When Data Governance Meets Data Engineering: Optimizing Microsoft Purview with SparkLin for Automated Lineage

Tom Van Breuseghem

21 Jan 25

5min read

Data Engineering

Data Governance

In the fast-evolving world of data, organizations are striving to unlock the full potential of their digital assets. A recent project with a leading healthcare organization exemplifies this journey.

Unlocking Data Potential with Microsoft Purview

Our client, a leader in its field, operated within a fragmented and complex data landscape shaped by years of custom application development. As part of their transition to the cloud, they chose Microsoft Purview as their go-to Data Governance tool.
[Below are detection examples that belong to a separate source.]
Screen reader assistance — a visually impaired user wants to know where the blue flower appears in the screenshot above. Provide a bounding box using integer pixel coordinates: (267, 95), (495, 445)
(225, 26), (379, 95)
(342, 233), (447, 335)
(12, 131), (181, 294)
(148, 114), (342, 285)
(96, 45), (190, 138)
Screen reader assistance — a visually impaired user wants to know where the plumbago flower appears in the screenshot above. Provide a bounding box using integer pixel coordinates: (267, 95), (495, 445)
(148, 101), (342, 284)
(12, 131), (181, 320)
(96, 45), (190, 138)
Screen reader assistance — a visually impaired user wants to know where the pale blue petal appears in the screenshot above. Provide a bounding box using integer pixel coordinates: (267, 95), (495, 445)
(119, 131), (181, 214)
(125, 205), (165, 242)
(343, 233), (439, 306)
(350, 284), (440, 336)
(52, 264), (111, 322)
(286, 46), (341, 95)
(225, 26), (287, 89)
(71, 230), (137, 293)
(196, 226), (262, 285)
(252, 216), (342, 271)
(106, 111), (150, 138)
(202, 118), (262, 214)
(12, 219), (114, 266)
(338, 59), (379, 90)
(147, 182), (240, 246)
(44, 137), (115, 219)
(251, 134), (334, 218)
Its robust capabilities in building data catalogs, maintaining business glossaries, and assigning clear roles like data stewards and owners provided a strong foundation for systematic governance. This approach fostered collaboration, created a shared understanding of data assets, and ensured compliance in a highly regulated industry.

The Problem: Navigating Data Lineage Limitations

Despite these advantages, the client faced a critical limitation: Purview's inability to automate data lineage for Spark code running in Synapse Analytics notebooks. As Purview only supports lineage for Synapse's 'Copy data' and 'Data Flow' capabilities, the lack of automated lineage left significant portions of the data lifecycle undocumented.

Data lineage is more than a technical feature; it is a cornerstone for understanding how data flows, transforms and integrates across systems. For organizations managing data products in the cloud, lineage is crucial for troubleshooting, maintaining data quality and adapting to evolving business needs. In an era where AI and advanced analytics drive innovation, the ability to trace and trust data pipelines has become indispensable. For this client, addressing the gap in automated lineage was not just a requirement, it was a necessity.

Bridging the Gap with SparkLin - Datashift's approach

Recognizing the importance of comprehensive data lineage, we sought a solution to complement Purview's capabilities. Enter SparkLin, an open-source solution specifically designed to capture and visualize end-to-end data lineage in Spark environments like Azure Synapse.

By integrating with Microsoft Purview, SparkLin delivers detailed lineage insights that enhance governance, transparency and audit readiness. This functionality is critical for impact analysis, debugging, and diagnostics, ensuring robust, compliant data operations. SparkLin fills Purview's functionality gap by ensuring that all data transformations are accurately tracked and documented.

This project exemplifies Datashift's collaborative approach, where data governance experts and data engineers work hand in hand to deliver the best outcomes. By refining and updating SparkLin?s codebase, we ensured seamless integration into their data governance framework, resulting in a robust and efficient solution.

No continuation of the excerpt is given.